Las papas hervidas son un clásico de la cocina, ideales como ensalada o guarnición para carnes, pollo o pescado. Si bien lo común es cocinarlas solo con sal, los cocineros coinciden en sumar dos ingredientes claves para darle un toque distinto y más sabor: laurel y ajo.
Este método permite que las papas absorban aromas y sabores desde el principio, sin necesidad de agregar condimentos extra al momento de servirlas.
Cómo preparar papas hervidas con laurel y ajo
- Lavar y pelar las papas. Si preferís, podés cocinarlas con cáscara para conservar mejor la textura. Luego, cortalas en trozos de tamaño similar para que se cocinen de manera pareja.
- Colocá las papas en una olla y cubrilas con agua fría.
- Sumá sal, 2 hojas de laurel y 1 diente de ajo apenas aplastado.
- Llevá la olla al fuego y cociná hasta que las papas estén tiernas: podés comprobarlo pinchando un trozo con un tenedor; si entra fácil, ya están listas.
- Cuando estén cocidas, retiralas del agua y descartá el laurel y el ajo.
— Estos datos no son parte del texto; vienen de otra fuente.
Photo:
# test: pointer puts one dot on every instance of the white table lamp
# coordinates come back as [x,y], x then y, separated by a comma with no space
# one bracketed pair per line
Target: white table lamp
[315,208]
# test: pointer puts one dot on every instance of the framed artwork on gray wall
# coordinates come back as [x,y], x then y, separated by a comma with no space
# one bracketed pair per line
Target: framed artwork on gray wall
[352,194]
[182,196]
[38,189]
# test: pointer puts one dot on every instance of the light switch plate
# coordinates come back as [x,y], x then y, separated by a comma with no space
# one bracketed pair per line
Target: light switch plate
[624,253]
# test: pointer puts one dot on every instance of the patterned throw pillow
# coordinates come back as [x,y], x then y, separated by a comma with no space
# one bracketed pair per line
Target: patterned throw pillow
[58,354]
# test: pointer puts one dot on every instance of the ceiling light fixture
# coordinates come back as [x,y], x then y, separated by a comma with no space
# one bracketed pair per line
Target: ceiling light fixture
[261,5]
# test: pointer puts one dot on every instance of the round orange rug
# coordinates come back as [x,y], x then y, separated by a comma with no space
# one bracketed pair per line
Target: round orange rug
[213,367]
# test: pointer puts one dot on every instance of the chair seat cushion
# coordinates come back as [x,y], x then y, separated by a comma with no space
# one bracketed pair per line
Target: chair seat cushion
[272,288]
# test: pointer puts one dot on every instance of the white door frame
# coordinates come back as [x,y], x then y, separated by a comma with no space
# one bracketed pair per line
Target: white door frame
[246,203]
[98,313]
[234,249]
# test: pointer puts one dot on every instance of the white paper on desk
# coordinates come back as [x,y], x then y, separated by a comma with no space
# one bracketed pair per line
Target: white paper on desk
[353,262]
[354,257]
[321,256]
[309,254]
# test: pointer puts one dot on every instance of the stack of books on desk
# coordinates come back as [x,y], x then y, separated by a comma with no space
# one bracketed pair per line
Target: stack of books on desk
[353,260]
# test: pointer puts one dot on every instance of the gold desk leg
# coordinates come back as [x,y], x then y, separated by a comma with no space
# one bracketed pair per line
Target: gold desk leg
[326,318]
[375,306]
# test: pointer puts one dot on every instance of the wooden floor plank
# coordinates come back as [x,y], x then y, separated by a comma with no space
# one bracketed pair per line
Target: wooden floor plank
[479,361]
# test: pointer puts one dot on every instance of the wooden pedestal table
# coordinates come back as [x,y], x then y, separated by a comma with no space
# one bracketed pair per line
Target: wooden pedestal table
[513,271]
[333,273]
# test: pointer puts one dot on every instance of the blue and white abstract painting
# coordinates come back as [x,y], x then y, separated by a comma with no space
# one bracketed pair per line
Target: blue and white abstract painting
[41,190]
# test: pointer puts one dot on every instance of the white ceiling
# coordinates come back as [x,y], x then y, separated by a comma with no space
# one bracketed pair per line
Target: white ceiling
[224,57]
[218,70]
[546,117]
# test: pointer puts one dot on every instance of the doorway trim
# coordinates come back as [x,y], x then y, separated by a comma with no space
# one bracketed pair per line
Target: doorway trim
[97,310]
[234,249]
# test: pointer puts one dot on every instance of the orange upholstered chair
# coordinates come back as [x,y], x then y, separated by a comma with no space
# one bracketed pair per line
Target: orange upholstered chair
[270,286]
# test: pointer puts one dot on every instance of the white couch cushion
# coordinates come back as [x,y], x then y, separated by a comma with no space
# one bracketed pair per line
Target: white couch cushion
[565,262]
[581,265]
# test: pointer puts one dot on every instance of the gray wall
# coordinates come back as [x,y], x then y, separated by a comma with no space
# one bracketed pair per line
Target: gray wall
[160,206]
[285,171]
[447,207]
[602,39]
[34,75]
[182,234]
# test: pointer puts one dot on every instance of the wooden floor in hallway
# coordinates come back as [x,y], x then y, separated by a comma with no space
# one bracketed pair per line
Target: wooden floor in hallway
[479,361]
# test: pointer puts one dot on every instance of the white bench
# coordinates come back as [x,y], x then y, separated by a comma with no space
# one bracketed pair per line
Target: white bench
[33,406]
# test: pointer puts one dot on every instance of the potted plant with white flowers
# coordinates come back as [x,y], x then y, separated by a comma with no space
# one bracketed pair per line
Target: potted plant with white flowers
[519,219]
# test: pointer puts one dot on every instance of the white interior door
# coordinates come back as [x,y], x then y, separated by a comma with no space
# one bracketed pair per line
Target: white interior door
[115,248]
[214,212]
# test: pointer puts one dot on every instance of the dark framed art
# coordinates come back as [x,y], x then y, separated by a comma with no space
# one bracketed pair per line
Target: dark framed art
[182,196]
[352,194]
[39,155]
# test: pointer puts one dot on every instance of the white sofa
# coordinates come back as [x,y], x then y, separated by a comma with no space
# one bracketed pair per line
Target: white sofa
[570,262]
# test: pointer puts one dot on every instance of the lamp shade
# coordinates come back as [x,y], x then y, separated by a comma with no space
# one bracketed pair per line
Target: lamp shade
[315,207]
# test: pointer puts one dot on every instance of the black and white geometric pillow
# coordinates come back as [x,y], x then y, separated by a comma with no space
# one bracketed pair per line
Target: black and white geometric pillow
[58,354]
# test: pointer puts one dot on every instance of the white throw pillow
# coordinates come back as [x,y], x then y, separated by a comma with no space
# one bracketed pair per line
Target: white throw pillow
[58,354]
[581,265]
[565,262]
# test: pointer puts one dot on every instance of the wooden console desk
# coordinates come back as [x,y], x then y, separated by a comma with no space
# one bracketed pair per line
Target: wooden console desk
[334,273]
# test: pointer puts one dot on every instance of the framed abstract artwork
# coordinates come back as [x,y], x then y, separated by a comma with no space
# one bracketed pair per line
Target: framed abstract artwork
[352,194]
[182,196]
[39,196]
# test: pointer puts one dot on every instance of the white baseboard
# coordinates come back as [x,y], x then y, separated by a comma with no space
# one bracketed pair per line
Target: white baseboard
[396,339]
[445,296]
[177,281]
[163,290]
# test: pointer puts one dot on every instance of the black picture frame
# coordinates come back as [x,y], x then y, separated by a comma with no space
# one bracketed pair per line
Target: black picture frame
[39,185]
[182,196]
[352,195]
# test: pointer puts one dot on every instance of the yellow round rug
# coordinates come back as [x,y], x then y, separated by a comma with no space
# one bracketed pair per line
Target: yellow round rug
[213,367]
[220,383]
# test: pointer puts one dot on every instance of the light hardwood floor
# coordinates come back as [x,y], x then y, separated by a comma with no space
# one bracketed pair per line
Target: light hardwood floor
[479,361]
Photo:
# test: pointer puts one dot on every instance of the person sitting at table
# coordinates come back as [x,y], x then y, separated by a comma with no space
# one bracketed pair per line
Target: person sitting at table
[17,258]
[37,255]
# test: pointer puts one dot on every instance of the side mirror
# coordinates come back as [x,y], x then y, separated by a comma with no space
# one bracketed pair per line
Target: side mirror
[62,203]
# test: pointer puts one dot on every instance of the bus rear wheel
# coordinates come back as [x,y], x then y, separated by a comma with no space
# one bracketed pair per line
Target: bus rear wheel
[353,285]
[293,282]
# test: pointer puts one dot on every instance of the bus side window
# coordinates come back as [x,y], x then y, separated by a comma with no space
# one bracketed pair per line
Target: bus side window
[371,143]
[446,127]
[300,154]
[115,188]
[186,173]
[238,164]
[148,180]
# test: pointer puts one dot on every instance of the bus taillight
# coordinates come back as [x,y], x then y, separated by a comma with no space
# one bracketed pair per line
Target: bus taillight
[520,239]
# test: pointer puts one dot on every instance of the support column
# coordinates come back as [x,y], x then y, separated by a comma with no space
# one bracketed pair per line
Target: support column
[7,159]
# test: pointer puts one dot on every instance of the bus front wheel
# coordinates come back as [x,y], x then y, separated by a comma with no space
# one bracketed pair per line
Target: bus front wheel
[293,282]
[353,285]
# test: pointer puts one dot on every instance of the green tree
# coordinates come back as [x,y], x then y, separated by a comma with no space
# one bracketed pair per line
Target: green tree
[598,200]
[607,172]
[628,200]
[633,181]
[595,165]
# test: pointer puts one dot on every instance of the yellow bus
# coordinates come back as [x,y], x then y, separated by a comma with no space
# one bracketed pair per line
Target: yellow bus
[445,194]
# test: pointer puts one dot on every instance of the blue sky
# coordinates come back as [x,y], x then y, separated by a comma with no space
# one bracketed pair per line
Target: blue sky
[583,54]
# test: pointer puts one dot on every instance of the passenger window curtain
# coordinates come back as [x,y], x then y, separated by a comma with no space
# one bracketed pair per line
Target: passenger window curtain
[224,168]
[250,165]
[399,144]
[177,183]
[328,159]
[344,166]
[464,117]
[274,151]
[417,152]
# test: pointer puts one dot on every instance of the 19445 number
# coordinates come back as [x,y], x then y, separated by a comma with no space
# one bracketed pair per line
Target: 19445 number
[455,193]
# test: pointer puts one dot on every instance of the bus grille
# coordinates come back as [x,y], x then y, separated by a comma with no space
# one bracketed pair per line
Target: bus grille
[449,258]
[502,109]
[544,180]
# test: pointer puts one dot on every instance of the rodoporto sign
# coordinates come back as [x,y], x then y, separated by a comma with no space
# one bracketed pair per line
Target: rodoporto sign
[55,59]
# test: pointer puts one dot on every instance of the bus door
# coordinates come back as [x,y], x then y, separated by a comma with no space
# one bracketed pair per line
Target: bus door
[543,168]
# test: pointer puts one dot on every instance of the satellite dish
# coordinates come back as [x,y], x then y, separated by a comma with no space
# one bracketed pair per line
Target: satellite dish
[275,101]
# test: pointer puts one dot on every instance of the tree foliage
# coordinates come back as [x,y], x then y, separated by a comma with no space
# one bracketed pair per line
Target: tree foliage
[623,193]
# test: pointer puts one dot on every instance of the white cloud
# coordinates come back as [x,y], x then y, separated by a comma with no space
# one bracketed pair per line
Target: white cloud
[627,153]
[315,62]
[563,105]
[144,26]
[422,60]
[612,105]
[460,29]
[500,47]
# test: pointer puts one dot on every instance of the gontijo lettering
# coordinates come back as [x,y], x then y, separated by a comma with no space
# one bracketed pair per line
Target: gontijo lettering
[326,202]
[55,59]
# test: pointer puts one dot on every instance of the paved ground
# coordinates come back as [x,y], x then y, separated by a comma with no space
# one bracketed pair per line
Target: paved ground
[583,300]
Las papas quedarán listas para servir como acompañamiento o para usar en otras recetas.
Por qué el laurel y el ajo potencian el sabor de las papas
El laurel es un ingrediente clásico para aromatizar guisos, caldos y salsas. Al agregarlo al agua de cocción, sus hojas liberan un aroma característico que impregna las papas.
El ajo, por su parte, aporta compuestos aromáticos y un sabor suave, sin necesidad de sumar más condimentos después. Así, la guarnición resulta más sabrosa y con un perfil aromático diferente al de las papas hervidas tradicionales.